Стихи о Грузии Мандельштам писал, вспоминая:

Мне Тифлис горбатый снится, Сазандарий стон звенит…

— это написано в 1920 году, после первого пребывания в Грузии. Позднее, в 21-м и 30-м году мы были там вместе. А еще позже, в 37-м году, в Воронеже, Мандельштам, вспоминая Тифлис, думал, что и Тифлис его помнит:

Еще он помнит башмаков износ, Моих подметок стертое величье, А я — его…

8

Стихи о Грузии — впервые в сборнике «L'avanguardiaaTiflis», Venezia, 1982, стр. 229–230, под заглавием «Последняя заметка». Перепечатано в сборнике Г. Поляка.

Тогда же было написано еще одно стихотворение-воспоминание о Кавказе, о встреченной нами в Сухуме свадебной кавалькаде:

Пою, когда гортань сыра, душа суха…

В статье «Кое-что о грузинском искусстве» Осип Мандельштам писал, что в русской поэзии есть свой грузинский мотив. Стихами 1920-27 гг. грузинский мотив вошел в его собственную поэзию. Но Грузия была не только краем, о котором он вспоминал в своих стихах, но и чем-то гораздо большим — частью Кавказа, частью Причерноморья, землей Колхиды и легендарного Золотого Руна. Грузии Мандельштам был обязан не только встречами с приветливыми и гостеприимными талантливыми людьми, но и знакомством с гениальным эпосом Важа Пшавела — это знакомство оставило след в творчестве Мандельштама. Тифлис был местом, где О. М. написал важные, переломные вещи. «Умывался ночью на дворе…» написано в Тифлисе. В Тифлисе в 30-м году

Мандельштам не только общался с радушными хозяевами. Там возникла дружба с Егише Чаренцом, присутствовавшим при появлении стихов об Армении и почувствовавшим, что это — книга.

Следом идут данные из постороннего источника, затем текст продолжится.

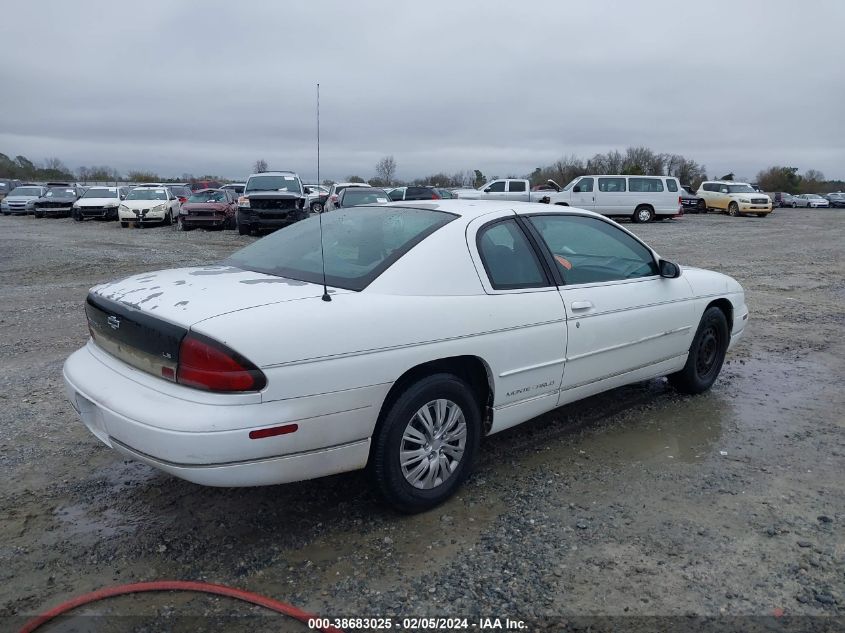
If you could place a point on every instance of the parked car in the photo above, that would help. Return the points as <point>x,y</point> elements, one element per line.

Для русских поэтов Грузия часто была землей изгнания, но изгнания приветливого, гостеприимного, а нередко и желанного. И Мандельштам находил в Грузии приют в годы своих скитаний. Помню, как Паоло Яшвили великолепным жестом приказал швейцару отвести нам комнату в тифлисском Доме искусств, и швейцар не посмел ослушаться: комната нам была отведена — грузинские поэты никогда бы не позволили своему русскому собрату остаться без крова. Недаром именно Тифлис вспоминался Мандельштаму в бесприютном Воронеже. Было там еще одно стихотворение — о том, как мы «Над Курою, в ущелье балконном шили платье у тихой портнихи…» — но это стихотворение утеряно, и, боюсь, безвозвратно.